À l’annonce des résultats les applaudissements ont fusé dans l’hémicycle ce 12 juillet. Les eurodéputés viennent d’adopter un texte clé du Green deal européen ou Pacte vert pour l’Europe proposé par la Commission européenne. Il s’agit, selon la Commission, « d’une série de propositions visant à adapter les politiques de l’UE en matière de climat, d’énergie, de transport et de fiscalité en vue de réduire les émissions nettes de gaz à effet de serre d’au moins 55 % d’ici à 2030 par rapport aux niveaux de 1990 ».

Ce que le parlement a voté (et seulement cela) est la loi commune sur la restauration de la nature, la renaturation pour être précis de lieux dégradés par la main de l’homme et bien souvent pollués. Il s’agit d’un processus par lesquels les espèces vivantes « recolonisent » spontanément un milieu ayant subi des perturbations écologiques.

“La terre et la mer à sauver », voici ce qui était en jeu lors du vote de Strasbourg. C’est en tout cas ce qu’annonçait ce mardi le quotidien italien La Repubblica. Même sensiblement édulcoré des critères initiaux, le texte est d’importance et traduit aussi, au delà des fondamentaux environnementaux, la volonté des parlementaires européens de se faire entendre fortement et concrètement à un an des élections européennes.
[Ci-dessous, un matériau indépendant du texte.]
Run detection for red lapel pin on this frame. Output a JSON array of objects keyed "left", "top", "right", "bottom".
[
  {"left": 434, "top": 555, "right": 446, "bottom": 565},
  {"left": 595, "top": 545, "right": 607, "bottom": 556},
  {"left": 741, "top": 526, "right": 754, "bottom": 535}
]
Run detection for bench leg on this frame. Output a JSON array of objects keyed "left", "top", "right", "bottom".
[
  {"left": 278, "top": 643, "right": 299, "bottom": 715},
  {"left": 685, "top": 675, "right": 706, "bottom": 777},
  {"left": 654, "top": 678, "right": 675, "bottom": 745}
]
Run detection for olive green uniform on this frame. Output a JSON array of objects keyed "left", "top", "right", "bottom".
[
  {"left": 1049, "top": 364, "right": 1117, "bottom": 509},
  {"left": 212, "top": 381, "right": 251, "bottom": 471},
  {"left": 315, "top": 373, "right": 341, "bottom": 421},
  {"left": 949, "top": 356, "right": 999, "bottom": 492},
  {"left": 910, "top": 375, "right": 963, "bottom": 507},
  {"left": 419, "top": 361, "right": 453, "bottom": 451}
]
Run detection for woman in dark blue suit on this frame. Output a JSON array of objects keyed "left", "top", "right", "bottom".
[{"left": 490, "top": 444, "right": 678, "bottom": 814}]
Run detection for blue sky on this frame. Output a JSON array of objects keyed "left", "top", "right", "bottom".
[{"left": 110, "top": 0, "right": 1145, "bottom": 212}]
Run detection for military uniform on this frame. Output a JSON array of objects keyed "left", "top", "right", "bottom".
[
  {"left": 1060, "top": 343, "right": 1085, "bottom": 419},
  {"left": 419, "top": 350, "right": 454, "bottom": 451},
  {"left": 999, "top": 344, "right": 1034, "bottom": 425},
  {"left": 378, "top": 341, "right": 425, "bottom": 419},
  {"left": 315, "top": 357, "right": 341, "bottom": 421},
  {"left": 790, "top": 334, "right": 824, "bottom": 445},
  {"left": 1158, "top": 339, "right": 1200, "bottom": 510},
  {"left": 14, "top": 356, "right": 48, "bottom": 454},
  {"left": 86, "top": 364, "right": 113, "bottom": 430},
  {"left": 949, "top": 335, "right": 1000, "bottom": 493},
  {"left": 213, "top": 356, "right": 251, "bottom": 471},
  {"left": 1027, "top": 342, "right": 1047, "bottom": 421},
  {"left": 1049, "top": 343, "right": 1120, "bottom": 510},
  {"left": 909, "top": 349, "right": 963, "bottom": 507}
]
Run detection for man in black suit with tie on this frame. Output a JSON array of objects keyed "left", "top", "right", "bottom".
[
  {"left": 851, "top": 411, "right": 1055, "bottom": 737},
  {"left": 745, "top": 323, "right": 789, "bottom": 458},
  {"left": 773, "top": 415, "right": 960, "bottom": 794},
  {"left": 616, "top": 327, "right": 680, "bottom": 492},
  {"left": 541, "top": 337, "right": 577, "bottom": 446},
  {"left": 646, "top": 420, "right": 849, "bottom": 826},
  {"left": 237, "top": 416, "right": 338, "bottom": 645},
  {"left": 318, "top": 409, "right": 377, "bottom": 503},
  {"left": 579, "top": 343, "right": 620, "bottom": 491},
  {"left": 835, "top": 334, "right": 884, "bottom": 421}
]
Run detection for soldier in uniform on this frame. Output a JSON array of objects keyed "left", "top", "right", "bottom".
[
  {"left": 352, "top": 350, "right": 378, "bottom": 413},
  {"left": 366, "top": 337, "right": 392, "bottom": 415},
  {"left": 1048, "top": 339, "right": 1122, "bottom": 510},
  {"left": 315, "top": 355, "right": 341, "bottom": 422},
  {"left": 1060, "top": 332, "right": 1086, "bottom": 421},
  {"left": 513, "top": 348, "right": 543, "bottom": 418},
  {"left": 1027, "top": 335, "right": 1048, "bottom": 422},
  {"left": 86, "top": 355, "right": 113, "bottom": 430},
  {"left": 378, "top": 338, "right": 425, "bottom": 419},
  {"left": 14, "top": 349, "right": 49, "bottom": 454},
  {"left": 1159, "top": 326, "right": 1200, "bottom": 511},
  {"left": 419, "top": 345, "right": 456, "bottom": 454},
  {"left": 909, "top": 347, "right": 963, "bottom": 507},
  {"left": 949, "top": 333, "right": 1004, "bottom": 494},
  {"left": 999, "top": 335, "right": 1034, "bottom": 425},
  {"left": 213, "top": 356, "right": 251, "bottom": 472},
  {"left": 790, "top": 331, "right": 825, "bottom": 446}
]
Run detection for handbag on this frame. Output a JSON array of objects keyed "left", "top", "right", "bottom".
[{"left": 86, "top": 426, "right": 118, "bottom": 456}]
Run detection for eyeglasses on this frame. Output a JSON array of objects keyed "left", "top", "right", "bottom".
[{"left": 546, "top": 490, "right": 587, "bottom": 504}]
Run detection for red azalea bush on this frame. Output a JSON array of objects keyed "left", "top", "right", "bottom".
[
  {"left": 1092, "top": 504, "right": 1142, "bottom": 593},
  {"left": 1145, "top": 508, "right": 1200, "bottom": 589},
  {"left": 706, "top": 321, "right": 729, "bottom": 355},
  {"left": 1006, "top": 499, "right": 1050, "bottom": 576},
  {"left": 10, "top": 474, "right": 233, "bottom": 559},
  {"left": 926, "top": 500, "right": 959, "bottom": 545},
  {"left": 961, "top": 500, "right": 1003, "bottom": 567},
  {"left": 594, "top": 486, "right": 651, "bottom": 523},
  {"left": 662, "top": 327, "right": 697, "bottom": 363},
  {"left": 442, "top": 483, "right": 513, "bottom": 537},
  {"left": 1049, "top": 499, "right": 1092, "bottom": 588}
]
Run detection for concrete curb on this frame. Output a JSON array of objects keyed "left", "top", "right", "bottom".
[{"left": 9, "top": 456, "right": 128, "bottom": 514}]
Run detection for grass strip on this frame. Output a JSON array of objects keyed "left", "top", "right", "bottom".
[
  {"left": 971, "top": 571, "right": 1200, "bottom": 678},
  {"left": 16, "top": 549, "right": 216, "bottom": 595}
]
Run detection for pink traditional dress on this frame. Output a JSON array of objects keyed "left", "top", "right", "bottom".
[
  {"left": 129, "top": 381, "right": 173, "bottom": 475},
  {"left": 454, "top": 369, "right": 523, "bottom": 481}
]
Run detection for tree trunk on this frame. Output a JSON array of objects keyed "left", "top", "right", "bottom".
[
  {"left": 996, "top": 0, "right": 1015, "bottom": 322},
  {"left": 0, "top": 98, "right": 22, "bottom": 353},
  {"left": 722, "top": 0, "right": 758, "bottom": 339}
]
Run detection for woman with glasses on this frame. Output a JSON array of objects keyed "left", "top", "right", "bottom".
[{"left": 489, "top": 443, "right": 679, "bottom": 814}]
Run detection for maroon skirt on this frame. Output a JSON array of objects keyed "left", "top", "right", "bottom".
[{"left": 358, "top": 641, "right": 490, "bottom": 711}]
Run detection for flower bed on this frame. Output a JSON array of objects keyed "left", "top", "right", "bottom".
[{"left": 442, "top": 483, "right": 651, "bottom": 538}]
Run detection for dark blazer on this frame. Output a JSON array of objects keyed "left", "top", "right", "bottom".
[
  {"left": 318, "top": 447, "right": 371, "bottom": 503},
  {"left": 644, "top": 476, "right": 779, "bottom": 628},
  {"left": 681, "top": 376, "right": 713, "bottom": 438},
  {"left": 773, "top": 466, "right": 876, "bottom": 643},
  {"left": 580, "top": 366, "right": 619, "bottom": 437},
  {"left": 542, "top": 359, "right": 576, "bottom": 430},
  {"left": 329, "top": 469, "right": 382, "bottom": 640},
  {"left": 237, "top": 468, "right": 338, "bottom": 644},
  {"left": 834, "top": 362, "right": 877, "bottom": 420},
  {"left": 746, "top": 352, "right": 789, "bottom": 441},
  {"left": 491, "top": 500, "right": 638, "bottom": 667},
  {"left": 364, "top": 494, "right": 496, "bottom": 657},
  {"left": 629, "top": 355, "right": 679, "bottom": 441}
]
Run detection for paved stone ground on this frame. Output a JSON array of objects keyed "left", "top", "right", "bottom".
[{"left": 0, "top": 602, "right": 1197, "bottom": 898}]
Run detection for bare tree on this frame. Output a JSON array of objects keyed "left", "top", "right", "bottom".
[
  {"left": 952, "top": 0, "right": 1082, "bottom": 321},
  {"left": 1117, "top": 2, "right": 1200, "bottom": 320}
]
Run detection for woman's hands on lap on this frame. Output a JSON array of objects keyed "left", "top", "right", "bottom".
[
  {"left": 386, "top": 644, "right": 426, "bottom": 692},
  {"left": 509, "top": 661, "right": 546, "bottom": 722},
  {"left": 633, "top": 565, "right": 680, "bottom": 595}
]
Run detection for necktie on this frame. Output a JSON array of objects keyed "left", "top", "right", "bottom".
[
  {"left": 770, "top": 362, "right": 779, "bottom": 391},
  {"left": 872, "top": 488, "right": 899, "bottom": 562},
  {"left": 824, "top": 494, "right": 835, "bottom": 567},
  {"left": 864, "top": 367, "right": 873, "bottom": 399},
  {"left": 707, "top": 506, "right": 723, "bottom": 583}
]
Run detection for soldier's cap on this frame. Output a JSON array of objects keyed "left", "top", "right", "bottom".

Il faut le dire le texte n’est pas anodin et oblige États membres et territoires à la restauration d’au moins « 20 % des zones terrestres et marines dégradées à l’horizon 2030, et 100 % avant 2050”.
C’est un texte fort que la Commission et le Conseil portent depuis plusieurs mois. Il est l’expression d’un constat : celui que notre biodiversité est non seulement en danger mais en voie de disparition. Le texte de loi est désormais très clairement institué comme le symbole de la politique environnementale de l’Union européenne.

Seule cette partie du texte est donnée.